CS|QTM|LING-329: Computational Linguistics (Spring 2025)
Time: TBA
Location: TBA
Jinho Choi : Associate Professor of Computer Science : Office Hours → TBA
Catherine Baker : MS Student in Computer Science : Office Hours → TuTh 11 AM - 12:30 PM, Zoom (ID: 964 3750 1501, PW: posted in Canvas)
Zelin Zhang : Ph.D. student in Computer Science and Informatics : Office Hours → MW 11:20 AM - 12:50 PM, Zoom (ID: 975 2341 9724, PW: posted in Canvas)
Homework: 70%
Team Formation: 3%
Project Proposal: 12%
Live Demonstration: 15%
Your work is governed by the Emory Honor Code.

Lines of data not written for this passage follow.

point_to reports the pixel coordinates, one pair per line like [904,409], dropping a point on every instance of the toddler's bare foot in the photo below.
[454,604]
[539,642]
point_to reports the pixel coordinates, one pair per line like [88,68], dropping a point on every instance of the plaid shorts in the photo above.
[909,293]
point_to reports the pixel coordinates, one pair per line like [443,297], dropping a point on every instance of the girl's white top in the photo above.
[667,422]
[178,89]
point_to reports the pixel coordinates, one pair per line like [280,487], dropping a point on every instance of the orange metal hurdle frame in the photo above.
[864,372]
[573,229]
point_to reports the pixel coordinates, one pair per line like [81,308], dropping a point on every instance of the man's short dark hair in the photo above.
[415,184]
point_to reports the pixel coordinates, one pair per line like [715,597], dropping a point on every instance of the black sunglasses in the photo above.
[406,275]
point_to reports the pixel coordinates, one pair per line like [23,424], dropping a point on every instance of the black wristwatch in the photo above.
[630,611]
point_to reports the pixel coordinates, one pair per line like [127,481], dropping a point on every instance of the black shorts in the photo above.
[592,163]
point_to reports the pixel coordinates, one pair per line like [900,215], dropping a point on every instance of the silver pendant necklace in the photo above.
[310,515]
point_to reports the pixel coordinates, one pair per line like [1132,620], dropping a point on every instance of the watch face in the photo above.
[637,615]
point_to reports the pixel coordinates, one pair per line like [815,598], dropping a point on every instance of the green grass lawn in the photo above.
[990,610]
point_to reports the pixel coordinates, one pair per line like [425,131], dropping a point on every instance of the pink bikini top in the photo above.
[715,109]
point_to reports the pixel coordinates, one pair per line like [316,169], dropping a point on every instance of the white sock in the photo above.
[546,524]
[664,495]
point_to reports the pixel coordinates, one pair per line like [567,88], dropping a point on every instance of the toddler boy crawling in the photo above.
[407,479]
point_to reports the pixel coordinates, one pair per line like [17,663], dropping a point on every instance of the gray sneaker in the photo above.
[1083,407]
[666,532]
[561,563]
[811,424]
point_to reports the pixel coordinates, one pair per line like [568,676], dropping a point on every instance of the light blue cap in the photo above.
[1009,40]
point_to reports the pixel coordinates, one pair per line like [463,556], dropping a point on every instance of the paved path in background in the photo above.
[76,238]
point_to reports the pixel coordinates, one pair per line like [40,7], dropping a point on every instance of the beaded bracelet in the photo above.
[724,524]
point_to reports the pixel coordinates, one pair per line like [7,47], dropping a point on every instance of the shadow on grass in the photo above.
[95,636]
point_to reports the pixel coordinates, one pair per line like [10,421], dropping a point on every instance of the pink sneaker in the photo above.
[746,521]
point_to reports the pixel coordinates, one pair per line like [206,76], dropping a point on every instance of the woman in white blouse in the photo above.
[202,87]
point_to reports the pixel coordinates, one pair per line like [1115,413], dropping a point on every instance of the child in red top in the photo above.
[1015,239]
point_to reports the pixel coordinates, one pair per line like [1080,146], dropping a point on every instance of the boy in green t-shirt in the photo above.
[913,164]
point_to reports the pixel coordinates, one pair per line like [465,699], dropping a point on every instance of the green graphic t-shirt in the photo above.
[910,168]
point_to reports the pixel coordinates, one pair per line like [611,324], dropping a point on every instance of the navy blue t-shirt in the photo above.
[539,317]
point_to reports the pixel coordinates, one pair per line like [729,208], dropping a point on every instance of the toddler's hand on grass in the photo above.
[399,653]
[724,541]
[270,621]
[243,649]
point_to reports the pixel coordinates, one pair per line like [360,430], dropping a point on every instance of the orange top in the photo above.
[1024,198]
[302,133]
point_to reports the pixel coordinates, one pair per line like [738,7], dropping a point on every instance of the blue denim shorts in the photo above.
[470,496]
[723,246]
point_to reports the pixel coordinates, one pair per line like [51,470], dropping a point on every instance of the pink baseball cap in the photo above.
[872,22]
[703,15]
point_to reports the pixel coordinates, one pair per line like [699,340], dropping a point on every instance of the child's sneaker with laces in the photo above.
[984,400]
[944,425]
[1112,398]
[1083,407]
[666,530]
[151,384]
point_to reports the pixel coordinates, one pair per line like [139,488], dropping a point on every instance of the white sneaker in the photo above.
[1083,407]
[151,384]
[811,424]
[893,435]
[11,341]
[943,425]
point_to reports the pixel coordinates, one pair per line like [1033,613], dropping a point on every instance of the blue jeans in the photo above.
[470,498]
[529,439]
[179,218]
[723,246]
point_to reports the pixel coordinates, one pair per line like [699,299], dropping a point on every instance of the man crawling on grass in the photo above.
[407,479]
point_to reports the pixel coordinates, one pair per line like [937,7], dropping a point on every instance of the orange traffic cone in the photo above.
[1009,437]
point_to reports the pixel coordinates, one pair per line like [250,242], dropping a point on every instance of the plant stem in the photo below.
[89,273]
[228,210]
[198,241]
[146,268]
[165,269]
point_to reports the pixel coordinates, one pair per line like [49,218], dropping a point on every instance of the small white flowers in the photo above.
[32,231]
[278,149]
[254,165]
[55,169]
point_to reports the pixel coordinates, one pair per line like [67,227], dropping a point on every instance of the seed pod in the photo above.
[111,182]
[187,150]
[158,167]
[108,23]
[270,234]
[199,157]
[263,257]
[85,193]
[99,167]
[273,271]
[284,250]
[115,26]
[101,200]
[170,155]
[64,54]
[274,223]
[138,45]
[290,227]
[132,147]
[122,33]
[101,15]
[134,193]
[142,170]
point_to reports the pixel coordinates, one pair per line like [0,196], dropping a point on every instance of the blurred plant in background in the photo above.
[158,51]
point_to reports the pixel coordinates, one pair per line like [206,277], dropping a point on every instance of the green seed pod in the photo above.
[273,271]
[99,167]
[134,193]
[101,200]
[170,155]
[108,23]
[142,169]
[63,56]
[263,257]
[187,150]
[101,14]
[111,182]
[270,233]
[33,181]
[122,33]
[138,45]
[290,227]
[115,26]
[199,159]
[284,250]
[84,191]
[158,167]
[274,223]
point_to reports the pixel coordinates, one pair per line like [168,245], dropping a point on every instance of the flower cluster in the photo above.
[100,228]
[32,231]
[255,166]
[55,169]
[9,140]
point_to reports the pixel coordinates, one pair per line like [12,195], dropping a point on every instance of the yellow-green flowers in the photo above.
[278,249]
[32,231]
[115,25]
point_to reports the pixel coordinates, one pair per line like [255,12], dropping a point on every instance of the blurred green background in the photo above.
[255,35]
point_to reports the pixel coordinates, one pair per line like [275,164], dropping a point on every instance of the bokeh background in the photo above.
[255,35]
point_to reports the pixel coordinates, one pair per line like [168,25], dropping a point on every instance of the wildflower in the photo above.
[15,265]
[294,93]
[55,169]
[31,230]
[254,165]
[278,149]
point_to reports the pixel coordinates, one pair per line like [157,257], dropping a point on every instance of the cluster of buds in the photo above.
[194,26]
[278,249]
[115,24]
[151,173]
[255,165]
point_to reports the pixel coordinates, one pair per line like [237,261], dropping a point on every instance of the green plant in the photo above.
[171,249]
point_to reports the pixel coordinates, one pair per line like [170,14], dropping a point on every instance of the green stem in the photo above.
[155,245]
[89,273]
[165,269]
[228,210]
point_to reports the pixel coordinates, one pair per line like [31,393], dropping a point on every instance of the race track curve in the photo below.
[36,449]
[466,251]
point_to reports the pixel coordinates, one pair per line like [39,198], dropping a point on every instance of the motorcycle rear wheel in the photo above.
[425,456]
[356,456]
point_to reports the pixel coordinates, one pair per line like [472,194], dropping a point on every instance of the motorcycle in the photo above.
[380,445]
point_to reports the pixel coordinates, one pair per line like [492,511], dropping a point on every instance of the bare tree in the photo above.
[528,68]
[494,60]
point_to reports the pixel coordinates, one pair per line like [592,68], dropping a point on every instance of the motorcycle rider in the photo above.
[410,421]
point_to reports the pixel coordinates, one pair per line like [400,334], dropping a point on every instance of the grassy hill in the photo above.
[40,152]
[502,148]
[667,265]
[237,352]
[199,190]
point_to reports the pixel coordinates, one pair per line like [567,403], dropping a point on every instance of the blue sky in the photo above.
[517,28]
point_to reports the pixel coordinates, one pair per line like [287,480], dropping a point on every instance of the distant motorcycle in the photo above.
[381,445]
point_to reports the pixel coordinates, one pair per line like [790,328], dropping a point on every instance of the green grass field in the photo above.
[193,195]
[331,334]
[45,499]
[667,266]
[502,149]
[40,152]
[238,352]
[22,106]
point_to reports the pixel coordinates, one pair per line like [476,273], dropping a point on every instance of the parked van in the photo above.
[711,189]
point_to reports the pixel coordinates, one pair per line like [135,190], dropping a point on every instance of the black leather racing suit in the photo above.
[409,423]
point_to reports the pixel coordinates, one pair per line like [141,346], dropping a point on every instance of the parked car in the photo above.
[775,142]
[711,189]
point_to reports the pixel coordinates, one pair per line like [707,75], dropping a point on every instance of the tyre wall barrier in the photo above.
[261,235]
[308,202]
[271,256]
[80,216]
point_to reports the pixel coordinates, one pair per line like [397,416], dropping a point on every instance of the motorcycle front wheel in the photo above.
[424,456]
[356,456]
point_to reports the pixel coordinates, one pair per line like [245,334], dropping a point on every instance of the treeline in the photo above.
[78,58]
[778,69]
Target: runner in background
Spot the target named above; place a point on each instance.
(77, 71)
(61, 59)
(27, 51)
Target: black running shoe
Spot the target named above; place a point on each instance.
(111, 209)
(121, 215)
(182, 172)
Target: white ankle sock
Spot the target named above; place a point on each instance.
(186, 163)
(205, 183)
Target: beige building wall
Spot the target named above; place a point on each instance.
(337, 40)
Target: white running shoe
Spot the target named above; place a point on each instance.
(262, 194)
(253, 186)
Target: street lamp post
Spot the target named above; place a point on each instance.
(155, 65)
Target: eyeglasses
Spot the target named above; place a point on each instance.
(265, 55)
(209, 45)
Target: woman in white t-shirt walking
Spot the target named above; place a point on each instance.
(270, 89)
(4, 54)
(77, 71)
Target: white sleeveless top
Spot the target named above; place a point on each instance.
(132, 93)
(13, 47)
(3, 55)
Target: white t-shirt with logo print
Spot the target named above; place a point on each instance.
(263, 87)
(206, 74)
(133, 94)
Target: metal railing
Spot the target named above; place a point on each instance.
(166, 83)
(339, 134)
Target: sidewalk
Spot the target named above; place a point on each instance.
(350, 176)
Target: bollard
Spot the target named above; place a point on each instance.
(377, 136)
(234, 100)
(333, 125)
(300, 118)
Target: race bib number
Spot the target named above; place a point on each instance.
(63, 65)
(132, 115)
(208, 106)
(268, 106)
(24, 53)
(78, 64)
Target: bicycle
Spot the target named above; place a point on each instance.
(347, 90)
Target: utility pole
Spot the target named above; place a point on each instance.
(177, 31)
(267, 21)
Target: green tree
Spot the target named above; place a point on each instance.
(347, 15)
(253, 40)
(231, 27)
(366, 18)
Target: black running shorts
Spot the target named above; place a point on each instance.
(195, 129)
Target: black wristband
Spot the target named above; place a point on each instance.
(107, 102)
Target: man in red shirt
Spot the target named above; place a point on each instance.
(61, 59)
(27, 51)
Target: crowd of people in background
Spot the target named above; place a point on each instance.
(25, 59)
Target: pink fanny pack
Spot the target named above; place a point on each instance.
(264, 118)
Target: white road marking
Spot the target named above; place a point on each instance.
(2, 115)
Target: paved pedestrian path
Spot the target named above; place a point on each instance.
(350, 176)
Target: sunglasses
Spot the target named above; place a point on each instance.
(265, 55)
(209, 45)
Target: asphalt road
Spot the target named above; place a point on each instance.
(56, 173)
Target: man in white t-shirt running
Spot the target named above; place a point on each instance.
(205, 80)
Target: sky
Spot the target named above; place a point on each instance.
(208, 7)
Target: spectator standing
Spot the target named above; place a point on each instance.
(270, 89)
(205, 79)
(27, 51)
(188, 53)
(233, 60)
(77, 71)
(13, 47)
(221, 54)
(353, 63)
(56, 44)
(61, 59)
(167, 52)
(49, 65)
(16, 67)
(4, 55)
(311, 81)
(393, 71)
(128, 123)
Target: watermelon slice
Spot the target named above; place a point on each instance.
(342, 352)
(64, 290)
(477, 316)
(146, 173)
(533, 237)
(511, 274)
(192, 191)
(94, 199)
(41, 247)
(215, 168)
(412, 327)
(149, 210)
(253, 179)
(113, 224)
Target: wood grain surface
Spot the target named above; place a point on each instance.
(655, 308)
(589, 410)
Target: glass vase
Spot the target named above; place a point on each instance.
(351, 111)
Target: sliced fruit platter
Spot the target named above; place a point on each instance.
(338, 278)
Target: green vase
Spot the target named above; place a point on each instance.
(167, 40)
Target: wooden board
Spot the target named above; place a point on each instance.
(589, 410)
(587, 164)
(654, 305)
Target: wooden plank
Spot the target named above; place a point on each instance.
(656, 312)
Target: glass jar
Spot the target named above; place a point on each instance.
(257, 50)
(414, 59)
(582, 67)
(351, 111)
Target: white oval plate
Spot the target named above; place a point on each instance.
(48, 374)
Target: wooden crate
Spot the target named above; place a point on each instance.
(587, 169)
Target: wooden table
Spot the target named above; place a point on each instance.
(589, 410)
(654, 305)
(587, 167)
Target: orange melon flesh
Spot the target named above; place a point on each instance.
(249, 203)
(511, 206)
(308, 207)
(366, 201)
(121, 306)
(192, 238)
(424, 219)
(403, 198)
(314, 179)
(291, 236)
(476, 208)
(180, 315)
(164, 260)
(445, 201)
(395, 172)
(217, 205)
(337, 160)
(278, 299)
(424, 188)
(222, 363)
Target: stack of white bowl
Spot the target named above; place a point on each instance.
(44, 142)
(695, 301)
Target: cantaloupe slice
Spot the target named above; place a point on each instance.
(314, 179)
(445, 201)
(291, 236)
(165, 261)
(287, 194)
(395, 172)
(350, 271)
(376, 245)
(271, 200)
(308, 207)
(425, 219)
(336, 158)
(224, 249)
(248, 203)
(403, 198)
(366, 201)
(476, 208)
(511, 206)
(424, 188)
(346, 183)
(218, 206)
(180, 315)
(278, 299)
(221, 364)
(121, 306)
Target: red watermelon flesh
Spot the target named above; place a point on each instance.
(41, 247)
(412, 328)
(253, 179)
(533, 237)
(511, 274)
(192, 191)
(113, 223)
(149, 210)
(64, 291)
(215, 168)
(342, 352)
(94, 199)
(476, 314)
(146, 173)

Honor code violations (e.g., copies from any source, including colleagues and internet sites) will be referred to the Emory Honor Council.
Requests for absence/rescheduling due to severe personal events (such as health, family, or personal reasons) impacting course performance must be supported by a letter from the Office of Undergraduate Education.
Each topic will include homework that combines quizzes and programming assignments to assess your understanding of the subject matter.
Assignments must be submitted individually. While discussions are allowed, your work must be original.
Late submissions within a week will be accepted with a grading penalty of 15% but will not be accepted after the solutions are discussed in class.
Each section incorporates questions to explore the content more comprehensively, with their corresponding answers slated for discussion in the class.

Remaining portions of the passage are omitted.